Methods: Obese 63 subjects were enrolled into the study. Local ethical committee approval was obtained. Patients were divided into three groups according to body mass index (BMI) as follows: 20 patients with 30≤BMI<35 kg/m2 (Group 1, mean age 39.3±12.9 yrs), 25 patients with 35≤BMI<40 kg/m2 (Group 2, mean age 41.7±9.3 yrs), and 18 patients with BMI≥40 kg/m2 (Group 3, mean age 36.8±13.9 yrs). EAT thickness and grade of hepatic steatosis were assessed sonographically. Anthropometrical measurements were assessed with the foot-to-foot bioelectrical impedance analysis. Insulin resistance was assessed according to basal insulin, QUICKI and HOMA equations.

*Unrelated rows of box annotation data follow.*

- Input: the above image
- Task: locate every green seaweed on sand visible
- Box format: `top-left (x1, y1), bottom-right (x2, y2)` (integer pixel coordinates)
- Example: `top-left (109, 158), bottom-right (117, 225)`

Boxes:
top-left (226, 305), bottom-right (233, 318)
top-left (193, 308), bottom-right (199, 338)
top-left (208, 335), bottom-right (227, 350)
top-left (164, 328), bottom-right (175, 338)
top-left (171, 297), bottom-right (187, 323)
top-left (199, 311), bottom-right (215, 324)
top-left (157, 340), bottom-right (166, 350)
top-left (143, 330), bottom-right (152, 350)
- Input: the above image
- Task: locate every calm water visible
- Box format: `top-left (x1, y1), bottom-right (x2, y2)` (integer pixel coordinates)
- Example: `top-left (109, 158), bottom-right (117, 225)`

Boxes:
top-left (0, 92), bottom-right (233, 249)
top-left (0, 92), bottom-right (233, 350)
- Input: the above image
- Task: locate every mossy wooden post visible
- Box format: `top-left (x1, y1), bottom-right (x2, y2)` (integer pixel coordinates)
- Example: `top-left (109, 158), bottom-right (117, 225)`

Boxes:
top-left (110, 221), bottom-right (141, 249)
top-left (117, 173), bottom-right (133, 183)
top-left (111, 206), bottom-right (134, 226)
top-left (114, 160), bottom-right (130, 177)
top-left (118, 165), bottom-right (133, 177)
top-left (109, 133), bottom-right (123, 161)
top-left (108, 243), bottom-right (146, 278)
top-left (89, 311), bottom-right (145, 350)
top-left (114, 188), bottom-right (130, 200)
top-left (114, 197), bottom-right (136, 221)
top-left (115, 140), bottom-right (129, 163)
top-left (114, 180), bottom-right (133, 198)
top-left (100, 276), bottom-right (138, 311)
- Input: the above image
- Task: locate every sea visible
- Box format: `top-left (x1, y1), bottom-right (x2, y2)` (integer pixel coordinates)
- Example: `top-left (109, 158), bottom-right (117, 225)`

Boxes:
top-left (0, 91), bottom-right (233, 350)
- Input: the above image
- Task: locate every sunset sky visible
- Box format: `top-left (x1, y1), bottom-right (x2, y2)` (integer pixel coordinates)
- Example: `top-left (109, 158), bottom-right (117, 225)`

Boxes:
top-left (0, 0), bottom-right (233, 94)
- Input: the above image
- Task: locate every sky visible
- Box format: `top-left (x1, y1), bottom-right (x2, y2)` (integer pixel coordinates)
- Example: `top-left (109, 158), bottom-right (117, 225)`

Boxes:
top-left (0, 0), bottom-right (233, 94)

Results: hsCRP was the only metabolic parameter; which was higher in Group 3 than Group 1 significantly (P=0.02). EAT thickness was similarly higher in both groups 2 and 3; but groups were found to be similar for grade of hepatic steatosis. Both EAT thickness and grades of hepatic steatosis were positively and significantly correlated with whole body fat mass and abdominal adiposity. Waist circumference was the only factor affecting EAT thickness in linear regression analysis.
Conclusion: Grade of hepatic steatosis is a lesser sensitive marker for closer obesity levels than EAT, but with its significant correlations; hepatic steatosis can also be assessed as a valuable predictor for reflecting increments of whole body fat mass and abdominal adiposity as EAT thickness.